Reading former Supreme Court Justice David Souter's commencement address at Harvard last week (wow, feels weird to refer to him as a "former" Justice), I couldn't help but think of the tension inherent in so much religious liberty law. He didn't refer directly to them, but the two religion clauses of the First Amendment exhibit all of the same kinds of challenges in constitutional interpretation he describes here while discussing the Pentagon Papers argument. Here's a snippet, via EJ Dionne (my emphasis):

Even the First Amendment, then, expressing the value of speech and publication in the terms of a right as paramount as any fundamental right can be, does not quite get to the point of an absolute guarantee.  It fails because the Constitution has to be read as a whole, and when it is, other values crop up in potential conflict with an unfettered right to publish, the value of security for the nation and the value of the president’s authority in matters foreign and military.  The explicit terms of the Constitution, in other words, can create a conflict of approved values, and the explicit terms of the Constitution do not resolve that conflict when it arises.  The guarantee of the right to publish is unconditional in its terms, and in its terms the power of the government to govern is plenary.  A choice may have to be made, not because language is vague but because the Constitution embodies the desire of the American people, like most people, to have things both ways.  We want order and security, and we want liberty.  And we want not only liberty but equality as well.  These paired desires of ours can clash, and when they do a court is forced to choose between them, between one constitutional good and another one.  The court has to decide which of our approved desires has the better claim, right here, right now, and a court has to do more than read fairly when it makes this kind of choice.

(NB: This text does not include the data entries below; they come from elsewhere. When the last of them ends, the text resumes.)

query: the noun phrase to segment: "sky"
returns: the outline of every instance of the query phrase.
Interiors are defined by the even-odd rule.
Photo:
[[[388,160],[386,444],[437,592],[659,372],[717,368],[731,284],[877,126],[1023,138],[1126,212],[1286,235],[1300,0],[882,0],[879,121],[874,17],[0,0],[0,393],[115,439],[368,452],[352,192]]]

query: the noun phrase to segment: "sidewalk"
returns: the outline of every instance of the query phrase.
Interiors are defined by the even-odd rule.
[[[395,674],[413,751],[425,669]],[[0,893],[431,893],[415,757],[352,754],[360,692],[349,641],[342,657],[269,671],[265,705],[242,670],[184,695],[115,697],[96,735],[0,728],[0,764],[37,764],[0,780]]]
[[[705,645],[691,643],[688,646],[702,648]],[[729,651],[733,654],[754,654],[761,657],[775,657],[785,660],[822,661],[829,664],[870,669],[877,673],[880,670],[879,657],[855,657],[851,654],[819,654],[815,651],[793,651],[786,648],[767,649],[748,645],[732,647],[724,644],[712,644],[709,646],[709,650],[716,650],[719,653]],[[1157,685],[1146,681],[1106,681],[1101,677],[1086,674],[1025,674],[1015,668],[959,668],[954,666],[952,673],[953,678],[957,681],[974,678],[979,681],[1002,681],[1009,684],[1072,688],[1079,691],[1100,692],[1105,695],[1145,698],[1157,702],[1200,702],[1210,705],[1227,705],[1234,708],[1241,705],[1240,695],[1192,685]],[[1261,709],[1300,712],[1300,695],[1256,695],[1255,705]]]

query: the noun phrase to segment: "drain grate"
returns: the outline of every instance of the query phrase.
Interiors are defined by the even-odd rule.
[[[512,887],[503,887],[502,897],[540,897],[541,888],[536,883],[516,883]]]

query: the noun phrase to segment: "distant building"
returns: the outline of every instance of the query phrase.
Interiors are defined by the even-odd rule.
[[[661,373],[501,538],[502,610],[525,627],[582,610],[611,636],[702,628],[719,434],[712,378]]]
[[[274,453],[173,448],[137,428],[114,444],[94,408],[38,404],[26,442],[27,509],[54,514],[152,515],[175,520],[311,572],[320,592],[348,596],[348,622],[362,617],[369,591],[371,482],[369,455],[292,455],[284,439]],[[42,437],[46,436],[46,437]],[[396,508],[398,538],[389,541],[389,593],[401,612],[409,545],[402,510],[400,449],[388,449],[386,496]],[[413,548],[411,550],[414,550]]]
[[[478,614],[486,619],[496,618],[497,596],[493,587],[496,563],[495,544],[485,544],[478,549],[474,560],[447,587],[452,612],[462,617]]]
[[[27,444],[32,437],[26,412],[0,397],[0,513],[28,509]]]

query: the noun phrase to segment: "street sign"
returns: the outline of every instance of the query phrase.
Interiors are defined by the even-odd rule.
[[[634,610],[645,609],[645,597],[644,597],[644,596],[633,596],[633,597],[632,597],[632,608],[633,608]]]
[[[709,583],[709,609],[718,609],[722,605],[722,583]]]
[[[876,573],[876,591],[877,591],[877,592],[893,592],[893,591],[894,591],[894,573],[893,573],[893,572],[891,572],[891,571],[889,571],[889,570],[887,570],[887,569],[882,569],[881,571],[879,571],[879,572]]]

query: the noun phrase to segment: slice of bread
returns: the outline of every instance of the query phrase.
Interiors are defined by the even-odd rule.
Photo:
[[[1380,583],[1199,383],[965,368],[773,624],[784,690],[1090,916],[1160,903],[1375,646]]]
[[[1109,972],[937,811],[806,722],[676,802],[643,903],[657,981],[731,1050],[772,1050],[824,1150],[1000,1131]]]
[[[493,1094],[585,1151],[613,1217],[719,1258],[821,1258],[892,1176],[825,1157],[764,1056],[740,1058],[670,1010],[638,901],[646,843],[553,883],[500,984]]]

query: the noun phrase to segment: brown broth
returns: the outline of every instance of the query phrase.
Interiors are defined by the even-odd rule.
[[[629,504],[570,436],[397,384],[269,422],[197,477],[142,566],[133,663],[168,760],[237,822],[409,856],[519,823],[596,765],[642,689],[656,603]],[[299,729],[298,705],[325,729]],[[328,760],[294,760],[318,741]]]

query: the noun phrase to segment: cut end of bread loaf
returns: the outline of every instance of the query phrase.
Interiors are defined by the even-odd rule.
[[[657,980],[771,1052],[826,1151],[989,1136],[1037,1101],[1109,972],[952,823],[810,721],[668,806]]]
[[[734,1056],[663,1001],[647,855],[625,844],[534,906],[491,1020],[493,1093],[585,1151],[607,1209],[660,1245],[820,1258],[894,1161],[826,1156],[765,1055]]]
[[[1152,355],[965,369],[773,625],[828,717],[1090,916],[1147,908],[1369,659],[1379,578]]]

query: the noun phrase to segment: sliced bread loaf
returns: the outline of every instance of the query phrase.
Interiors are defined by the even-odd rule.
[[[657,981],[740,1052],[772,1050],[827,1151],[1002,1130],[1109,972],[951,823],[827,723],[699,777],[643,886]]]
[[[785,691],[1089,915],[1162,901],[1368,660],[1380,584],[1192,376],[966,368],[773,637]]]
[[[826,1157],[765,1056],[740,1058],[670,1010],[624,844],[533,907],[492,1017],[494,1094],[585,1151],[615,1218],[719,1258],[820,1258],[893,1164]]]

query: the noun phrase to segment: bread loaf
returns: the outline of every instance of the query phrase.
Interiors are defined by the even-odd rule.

Read the whole thing. Those who would undo the "separation of church and state" like to stake their claim on the fact that the exact phrase does not appear in the U.S. Constitution. That objection though misses the point, the conflict, and the challenge involved in maintaining the careful balance of religious liberty that has served us well for more than 200 years. If the explicit words solved disputes all by themselves, we wouldn't need judges, we would just need a search engine. Instead, we have high values and an esteemed purpose: to make real the promise of liberty and equality for all Americans. They are not just words.